Jean-Michel Pacaud et les membres de l’IRE attendent une accalmie réglementaire pour leur profession. (Photo: archives paperJam)

Jean-Michel Pacaud et les membres de l’IRE attendent une accalmie réglementaire pour leur profession. (Photo: archives paperJam)

30 ans. L’Institut des réviseurs d’entreprises luxembourgeois (IRE) célèbre en ce dernier trimestre de 2014 cet anniversaire dans un contexte où la réglementation continue d’occuper l’agenda des représentants de la profession. Et la «réforme Barnier»,

du nom du commissaire européen sortant en charge du marché intérieur et des services, symbolise à elle seule l’état d’esprit d’une profession qui a été désignée comme l’une des responsables de la crise de 2008 et s’est vue assortie de nouvelles règles validées par le Parlement européen le 2 avril dernier. Une page s’est tournée. Un nouveau chapitre débute avec la transposition en loi nationale de la directive et la volonté de faire en sorte que le secteur n’en ressorte pas déforcé.

«Nous allons prendre part au groupe de travail initié par la CSSF (Commission de surveillance du secteur financier, ndlr) pour coordonner la transposition de la directive qui consistera en une réécriture de la loi du 18 décembre 2009 sur la profession de l’audit», déclare Jean-Michel Pacaud, le président de l’IRE et également associé chez EY qui a débuté sa carrière à l’époque de la naissance de l’organe de représentation du secteur. Entretemps, le marché a profondément changé et a notamment vu l’émergence de quatre «Big». La prochaine grande échéance est désormais celle du 1er juillet 2016, date à laquelle la directive Barnier entrera en vigueur, non sans quelques zones d’ombres.

La rotation obligatoire des cabinets d’audit – après 10 ans – fait partie de celles-ci. Ses effets seront à surveiller pour un marché tel que le Luxembourg, où les décisions ne se prennent pas toujours sur le territoire, mais bien dans des maisons mères situées à l’étranger. En attendant, les auditeurs espèrent que les marges de manœuvre dont dispose le législateur national seront utilisées à bon escient dans des délais raisonnablement rapides pour que les acteurs concernés puissent se préparer au mieux.

L’un des enjeux concerne la reprise – ou non – des fonds d’investissement en tant qu’entités d’intérêt public, ce qui pourrait faire perdre un avantage compétitif à la Place. Au même titre que l’interdiction éventuelle pour les auditeurs de proposer des services d’accompagnement à la déclaration fiscale. Un manque à gagner en perspective.

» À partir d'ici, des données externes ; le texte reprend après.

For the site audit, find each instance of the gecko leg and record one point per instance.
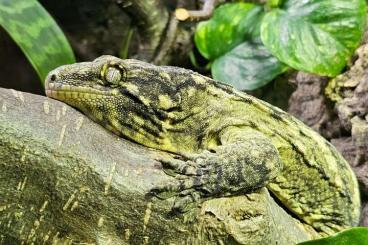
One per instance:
(246, 160)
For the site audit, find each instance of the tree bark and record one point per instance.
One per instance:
(66, 179)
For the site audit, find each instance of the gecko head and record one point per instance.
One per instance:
(129, 97)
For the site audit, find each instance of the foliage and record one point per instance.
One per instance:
(316, 36)
(36, 33)
(357, 235)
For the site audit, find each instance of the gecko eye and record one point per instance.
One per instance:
(113, 75)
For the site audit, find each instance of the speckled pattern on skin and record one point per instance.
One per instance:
(229, 142)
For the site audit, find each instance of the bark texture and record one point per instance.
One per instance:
(65, 179)
(338, 109)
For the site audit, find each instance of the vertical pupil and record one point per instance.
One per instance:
(113, 75)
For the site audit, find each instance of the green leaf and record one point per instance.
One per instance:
(317, 36)
(353, 236)
(247, 67)
(36, 33)
(229, 26)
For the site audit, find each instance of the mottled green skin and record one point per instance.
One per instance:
(232, 142)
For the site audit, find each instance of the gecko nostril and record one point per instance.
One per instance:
(53, 77)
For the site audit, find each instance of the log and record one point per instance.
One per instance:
(65, 179)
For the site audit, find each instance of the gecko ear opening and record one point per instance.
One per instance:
(113, 74)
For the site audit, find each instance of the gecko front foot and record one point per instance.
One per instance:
(234, 168)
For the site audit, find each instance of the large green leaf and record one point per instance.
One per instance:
(229, 26)
(353, 236)
(317, 36)
(36, 33)
(247, 67)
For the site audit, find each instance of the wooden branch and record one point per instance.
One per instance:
(183, 14)
(65, 179)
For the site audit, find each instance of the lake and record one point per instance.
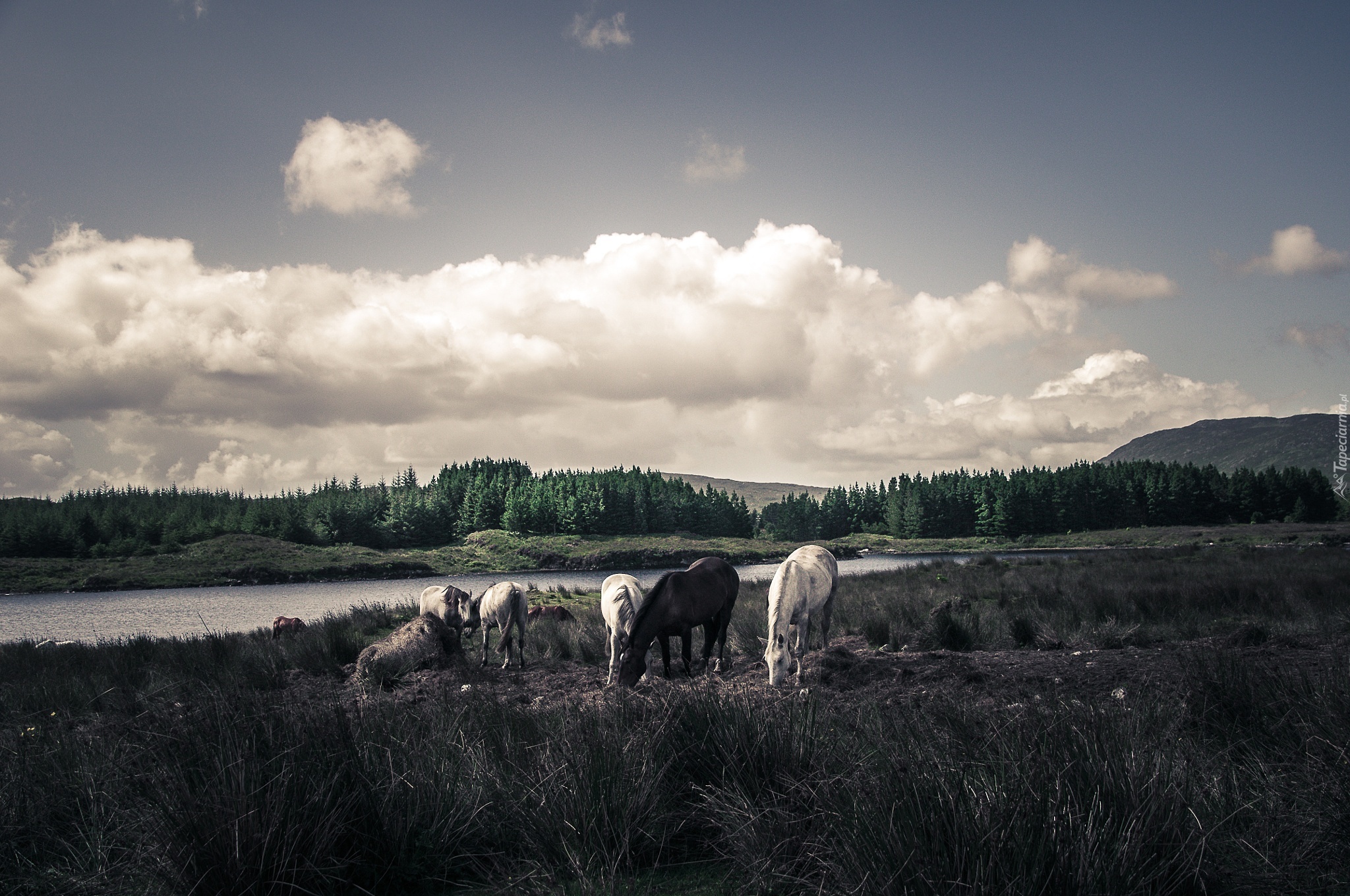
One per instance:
(90, 616)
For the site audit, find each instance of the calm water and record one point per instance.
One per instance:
(163, 611)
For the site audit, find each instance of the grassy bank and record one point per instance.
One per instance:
(1190, 737)
(257, 561)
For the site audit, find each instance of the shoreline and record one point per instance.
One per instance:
(249, 561)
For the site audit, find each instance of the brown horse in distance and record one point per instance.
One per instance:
(559, 613)
(704, 594)
(287, 625)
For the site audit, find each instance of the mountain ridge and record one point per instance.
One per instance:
(1302, 440)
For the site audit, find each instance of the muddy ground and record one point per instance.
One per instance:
(851, 673)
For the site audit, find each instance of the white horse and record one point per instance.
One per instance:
(620, 598)
(501, 606)
(444, 602)
(802, 589)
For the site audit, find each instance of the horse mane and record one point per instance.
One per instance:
(651, 600)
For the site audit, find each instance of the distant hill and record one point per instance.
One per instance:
(757, 494)
(1305, 440)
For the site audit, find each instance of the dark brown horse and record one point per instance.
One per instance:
(704, 594)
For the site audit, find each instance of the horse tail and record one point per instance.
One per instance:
(626, 610)
(519, 616)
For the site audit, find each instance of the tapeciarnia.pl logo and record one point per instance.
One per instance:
(1338, 468)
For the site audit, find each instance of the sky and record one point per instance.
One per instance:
(253, 246)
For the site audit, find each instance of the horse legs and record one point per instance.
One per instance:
(804, 644)
(721, 624)
(709, 640)
(520, 632)
(666, 654)
(827, 611)
(613, 654)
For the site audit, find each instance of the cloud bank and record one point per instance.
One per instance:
(715, 162)
(1319, 339)
(1295, 250)
(349, 168)
(766, 359)
(601, 33)
(1037, 265)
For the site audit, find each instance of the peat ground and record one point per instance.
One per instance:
(1130, 722)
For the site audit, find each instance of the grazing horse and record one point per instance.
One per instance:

En attendant, pour faire en sorte que chacun dispose du même niveau d’information, l’IRE a choisi d’organiser une conférence le 23 octobre dès 16h dans l’hémicycle du Parlement européen pour décliner les règles de la directive dans le quotidien des entreprises. «Je pense par exemple au cap des 70% des honoraires non audit qui vont s’appliquer», indique Jean-Michel Pacaud. Les auditeurs qui tirent plus de 70% de leurs revenus auprès d’un client pour des services non audit ne pourront plus les prester dès le 1er juillet 2016.

«Ce n’est pas compliqué de trouver un prestataire pour des questions de fiscalité, mais devoir changer au cœur d’un projet de transformation interne l’est davantage», souligne le président de l’IRE. Si le projet Barnier ne débouche pas sur la fin annoncée à ses débuts des Big Four, une redistribution des cartes, entre prestataires d’audit et de conseil, aura bien lieu. À chaque firme d’affûter ses arguments, ses projections, pour tirer le meilleur parti de la future configuration du marché.

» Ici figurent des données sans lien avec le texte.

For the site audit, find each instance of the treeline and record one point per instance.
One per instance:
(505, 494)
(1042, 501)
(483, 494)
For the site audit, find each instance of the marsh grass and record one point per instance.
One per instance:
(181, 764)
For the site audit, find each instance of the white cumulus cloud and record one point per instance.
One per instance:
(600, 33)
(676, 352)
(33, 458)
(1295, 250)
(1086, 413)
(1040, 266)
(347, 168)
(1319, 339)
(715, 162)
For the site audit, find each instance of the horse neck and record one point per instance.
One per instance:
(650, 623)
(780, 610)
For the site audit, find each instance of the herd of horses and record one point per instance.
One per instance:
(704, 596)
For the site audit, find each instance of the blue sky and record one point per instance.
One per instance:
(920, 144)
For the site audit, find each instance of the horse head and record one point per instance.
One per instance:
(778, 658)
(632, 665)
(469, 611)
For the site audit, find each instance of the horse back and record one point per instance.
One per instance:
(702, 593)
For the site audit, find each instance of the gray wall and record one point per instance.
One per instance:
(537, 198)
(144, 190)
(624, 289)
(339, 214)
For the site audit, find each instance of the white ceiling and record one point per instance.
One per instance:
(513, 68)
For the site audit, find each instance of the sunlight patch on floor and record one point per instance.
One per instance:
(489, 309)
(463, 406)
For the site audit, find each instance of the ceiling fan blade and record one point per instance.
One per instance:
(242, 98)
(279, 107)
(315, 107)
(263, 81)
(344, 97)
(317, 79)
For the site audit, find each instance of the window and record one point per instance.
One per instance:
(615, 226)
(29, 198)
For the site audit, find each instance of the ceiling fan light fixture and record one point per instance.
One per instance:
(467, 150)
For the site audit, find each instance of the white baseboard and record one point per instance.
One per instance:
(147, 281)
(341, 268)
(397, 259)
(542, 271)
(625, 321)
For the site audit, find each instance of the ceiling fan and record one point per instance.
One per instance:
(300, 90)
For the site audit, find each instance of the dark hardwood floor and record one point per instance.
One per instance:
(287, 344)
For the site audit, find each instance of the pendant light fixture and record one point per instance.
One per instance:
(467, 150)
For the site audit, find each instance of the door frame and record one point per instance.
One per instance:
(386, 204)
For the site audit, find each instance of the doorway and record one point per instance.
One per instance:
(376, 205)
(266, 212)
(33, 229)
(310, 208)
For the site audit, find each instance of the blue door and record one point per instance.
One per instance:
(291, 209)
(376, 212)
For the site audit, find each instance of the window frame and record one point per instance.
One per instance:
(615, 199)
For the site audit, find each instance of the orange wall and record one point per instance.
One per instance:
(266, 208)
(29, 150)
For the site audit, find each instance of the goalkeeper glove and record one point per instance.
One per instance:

Outre les enjeux propres à chaque enseigne, le métier devra continuer à s’adapter sur le plan technologique. «L’essence du métier n’a pas changé depuis 30 ans, mais les outils ont en revanche évolué drastiquement, indique Jean-Michel Pacaud. Cette tendance nous offre des opportunités, principalement sur deux axes. Nous pourrons, d’une part, continuer à développer des outils user friendly et collaboratifs et, d’autre part, utiliser la masse de données disponible pour proposer de nouvelles analyses.»

Étroitement liée à l’essor des services de conseils, la profession de réviseur d’entreprises doit, plus que jamais, miser sur la qualité et des processus robustes pour éviter le principal risque, celui d’une réputation qui serait – à nouveau – remise en cause. L’IRE attend pour sa part que la nouvelle Commission européenne jauge la réforme en cours avant d’en évoquer une autre. L’équipe de Jean-Claude Juncker est aussi invitée à faire en sorte que l’économie européenne retrouve des couleurs, car le métier d’auditeur, cyclique, dépend avant tout du tonus de ses clients.